Und zu guter Letzt räumen sie noch ein, dass sie eigentlich nicht wirklich zu einem Schluss gekommen sind, weil die Erkenntnisse aus den Studien doch sehr heterogen sind. Unterschiedliche Proben von unterschiedlichen Bevölkerungsgruppen, vor unterschiedlichen persönlichen Hintergründen und Lebensumständen und Unterschiede im Darm-Mikrobiom und die Suche nach unterschiedlichen Schwermetallen liefern eben solche Ergebnisse.

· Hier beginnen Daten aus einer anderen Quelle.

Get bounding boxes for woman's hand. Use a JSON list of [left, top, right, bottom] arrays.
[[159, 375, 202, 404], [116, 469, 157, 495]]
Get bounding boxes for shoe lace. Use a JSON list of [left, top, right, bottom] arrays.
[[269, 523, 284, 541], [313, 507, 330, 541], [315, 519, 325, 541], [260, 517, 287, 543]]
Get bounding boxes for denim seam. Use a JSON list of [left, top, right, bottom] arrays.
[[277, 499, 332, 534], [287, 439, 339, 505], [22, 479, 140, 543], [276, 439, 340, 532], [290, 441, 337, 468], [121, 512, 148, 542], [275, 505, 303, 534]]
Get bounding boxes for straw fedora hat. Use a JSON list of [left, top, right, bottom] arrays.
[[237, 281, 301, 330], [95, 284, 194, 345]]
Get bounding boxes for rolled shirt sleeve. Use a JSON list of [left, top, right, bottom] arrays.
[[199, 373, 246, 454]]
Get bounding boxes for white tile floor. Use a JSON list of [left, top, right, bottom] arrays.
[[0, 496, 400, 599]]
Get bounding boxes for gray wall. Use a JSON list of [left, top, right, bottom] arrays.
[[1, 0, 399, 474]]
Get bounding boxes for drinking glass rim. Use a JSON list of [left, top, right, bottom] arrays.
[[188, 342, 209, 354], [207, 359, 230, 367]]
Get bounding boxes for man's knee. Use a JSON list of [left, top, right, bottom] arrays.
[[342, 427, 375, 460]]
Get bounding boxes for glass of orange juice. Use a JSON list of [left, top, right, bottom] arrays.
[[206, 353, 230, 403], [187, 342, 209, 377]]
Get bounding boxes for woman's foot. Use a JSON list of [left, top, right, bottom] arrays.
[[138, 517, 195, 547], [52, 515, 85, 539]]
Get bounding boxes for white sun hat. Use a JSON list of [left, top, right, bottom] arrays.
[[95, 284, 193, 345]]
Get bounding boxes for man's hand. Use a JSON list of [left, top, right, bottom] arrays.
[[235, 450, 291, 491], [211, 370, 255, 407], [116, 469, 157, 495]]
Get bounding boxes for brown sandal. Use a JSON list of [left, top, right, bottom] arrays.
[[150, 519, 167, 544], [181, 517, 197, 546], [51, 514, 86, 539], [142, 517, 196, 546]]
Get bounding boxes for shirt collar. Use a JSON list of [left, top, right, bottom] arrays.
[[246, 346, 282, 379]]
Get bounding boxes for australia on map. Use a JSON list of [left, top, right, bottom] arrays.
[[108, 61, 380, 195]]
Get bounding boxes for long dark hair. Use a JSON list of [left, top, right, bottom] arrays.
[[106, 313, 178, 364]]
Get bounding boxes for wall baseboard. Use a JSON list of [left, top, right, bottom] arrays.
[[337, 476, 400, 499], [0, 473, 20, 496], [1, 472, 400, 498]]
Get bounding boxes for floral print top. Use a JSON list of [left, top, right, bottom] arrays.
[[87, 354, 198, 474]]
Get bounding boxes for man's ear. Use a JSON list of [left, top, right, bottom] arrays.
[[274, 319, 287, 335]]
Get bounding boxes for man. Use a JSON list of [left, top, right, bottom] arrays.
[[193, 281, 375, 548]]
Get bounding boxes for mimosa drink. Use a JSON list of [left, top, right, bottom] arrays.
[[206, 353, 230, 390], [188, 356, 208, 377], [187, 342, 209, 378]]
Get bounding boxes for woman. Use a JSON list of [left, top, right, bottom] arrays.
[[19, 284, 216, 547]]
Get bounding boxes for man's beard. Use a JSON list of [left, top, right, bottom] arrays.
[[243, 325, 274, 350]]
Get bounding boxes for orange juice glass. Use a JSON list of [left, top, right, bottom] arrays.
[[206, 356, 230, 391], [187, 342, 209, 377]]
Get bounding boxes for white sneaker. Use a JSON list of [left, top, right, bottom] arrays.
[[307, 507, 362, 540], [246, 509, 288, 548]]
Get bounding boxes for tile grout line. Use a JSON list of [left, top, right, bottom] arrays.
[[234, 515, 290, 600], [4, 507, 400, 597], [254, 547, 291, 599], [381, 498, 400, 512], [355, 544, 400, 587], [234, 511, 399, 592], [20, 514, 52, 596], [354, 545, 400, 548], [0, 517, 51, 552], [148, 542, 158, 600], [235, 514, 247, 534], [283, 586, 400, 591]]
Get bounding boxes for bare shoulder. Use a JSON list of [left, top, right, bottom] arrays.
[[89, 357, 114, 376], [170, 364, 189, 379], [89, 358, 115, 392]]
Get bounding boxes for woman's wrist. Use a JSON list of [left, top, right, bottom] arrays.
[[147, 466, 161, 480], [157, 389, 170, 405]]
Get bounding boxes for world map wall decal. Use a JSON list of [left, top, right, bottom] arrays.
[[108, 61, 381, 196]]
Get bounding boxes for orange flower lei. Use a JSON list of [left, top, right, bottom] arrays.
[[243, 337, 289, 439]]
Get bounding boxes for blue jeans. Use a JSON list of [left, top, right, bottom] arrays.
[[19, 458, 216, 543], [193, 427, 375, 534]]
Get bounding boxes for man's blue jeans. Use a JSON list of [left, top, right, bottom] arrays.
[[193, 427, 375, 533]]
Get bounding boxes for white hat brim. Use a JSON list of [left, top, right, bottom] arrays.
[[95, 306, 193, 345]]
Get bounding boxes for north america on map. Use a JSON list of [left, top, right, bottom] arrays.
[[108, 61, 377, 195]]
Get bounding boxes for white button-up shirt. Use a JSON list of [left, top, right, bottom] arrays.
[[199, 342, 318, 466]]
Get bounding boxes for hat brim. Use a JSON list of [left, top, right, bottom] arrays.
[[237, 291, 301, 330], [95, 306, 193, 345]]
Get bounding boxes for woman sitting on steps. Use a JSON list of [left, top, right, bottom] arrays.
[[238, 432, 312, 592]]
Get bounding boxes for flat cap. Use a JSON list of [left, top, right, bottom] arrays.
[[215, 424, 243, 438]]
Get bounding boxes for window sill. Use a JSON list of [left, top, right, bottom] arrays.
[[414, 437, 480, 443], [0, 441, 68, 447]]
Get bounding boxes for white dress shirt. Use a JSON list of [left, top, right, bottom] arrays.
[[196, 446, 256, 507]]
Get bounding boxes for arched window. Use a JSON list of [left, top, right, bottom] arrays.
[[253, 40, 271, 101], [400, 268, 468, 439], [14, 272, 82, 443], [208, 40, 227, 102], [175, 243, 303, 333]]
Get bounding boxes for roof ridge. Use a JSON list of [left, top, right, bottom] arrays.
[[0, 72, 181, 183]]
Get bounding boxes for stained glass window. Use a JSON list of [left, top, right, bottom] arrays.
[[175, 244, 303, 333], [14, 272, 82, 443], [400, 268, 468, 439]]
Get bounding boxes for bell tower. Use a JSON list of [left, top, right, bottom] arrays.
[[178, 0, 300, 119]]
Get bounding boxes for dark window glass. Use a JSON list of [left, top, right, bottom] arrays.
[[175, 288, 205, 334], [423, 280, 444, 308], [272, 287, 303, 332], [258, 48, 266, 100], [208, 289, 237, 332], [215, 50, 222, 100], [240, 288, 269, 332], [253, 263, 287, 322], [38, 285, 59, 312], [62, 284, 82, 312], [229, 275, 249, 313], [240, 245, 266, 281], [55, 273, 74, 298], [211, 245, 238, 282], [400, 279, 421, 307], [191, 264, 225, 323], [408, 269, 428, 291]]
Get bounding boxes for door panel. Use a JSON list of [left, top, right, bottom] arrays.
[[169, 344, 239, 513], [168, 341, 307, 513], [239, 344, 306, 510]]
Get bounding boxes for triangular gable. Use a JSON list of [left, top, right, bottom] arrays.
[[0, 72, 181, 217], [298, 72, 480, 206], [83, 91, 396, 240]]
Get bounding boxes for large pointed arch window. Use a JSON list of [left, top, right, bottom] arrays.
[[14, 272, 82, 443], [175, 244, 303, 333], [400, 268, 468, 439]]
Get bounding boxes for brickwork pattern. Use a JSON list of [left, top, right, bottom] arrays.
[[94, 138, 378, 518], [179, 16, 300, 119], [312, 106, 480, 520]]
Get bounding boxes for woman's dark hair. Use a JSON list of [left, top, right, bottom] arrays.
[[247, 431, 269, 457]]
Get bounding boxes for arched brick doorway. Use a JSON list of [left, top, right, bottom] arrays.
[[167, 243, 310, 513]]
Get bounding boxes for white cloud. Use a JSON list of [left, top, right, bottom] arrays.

Trotzdem: Die Darmbakterien sind mal wieder dabei. Sie reagieren auf Schwermetalle in ihrer Umgebung, vermehren oder reduzieren sich, gehen andere Stoffwechselwege, hinterlassen andere Metabolite. Nicht nur deshalb sollte man das Thema Schwermetalle nicht außer Acht lassen.
Quelle:
Rezazadegan M, Forootani B, Hoveyda Y, Rezazadegan N, Amani R. Major heavy metals and human gut microbiota composition: a systematic review with nutritional approach. J Health Popul Nutr. 2025 Jan 27;44(1):21. doi: 10.1186/s41043-025-00750-4. PMID: 39871318; PMCID: PMC11773724.